All Products
Search
Document Center

Elastic Container Instance:Run a Spark job on an elastic container instance

Last Updated:Mar 21, 2024

You can run Spark jobs on elastic container instances in Kubernetes clusters. Elastic Container Instance provides scalable resources and ensures the automatic deployment and high availability of Spark jobs. This improves the running efficiency and stability of Spark jobs. This topic describes how to install Kubernetes Operator for Apache Spark in an Container Service for Kubernetes (ACK) Serverless cluster and run a Spark job on an elastic container instance.

Background information

Apache Spark is an open source program that is widely used to analyze workloads in scenarios such as big data computing and machine learning. You can use Kubernetes to run and manage resources on Apache Spark 2.3.0 and later.

Kubernetes Operator for Apache Spark is designed to run Spark jobs in Kubernetes clusters.
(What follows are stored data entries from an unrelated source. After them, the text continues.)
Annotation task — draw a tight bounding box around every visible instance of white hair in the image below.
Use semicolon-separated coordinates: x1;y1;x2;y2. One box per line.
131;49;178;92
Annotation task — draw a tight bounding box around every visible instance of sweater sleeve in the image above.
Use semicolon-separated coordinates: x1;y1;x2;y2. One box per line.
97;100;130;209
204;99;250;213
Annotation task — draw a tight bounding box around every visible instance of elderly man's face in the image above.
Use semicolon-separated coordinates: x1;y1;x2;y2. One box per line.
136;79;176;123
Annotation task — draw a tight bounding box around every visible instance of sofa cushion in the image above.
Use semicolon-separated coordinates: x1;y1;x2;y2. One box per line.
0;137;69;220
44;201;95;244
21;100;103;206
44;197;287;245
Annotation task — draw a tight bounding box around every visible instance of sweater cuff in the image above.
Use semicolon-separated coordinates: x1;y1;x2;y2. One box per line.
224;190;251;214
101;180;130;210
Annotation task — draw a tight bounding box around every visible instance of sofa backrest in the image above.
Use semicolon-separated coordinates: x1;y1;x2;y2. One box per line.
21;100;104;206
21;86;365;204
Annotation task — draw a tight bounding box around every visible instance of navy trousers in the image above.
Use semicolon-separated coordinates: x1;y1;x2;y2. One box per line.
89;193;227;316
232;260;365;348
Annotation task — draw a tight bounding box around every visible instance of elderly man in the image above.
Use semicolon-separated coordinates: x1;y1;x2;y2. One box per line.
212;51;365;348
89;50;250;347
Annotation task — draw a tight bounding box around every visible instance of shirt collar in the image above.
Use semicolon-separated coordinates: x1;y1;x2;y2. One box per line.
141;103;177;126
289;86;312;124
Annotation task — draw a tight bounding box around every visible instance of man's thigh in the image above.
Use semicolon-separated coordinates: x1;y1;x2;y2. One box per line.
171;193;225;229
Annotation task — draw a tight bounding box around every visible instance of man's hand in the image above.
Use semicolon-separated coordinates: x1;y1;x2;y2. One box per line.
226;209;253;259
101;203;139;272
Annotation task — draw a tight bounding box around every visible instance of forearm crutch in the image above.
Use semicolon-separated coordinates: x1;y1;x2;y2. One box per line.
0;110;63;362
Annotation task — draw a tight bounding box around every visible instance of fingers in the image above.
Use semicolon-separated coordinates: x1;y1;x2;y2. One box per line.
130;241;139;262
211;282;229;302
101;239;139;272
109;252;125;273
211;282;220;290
It allows you to submit Spark tasks that are defined in custom resource definitions (CRDs) to Kubernetes clusters. Kubernetes Operator for Apache Spark provides the following benefits:

  • Compared with open source Apache Spark, Kubernetes Operator for Apache Spark provides more features.

  • Kubernetes Operator for Apache Spark can be integrated with the storage, monitoring, and logging components of Kubernetes.

  • Kubernetes Operator for Apache Spark supports advanced Kubernetes features such as disaster recovery and auto scaling. In addition, Kubernetes Operator for Apache Spark can optimize resource scheduling.

Preparations

  1. Create an ACK Serverless cluster.

    Create an ACK Serverless cluster in the ACK console. For more information, see Create an ACK Serverless cluster.

    Important

    If you need to pull an image over the Internet or if your training jobs need to access the Internet, you must configure an Internet NAT gateway.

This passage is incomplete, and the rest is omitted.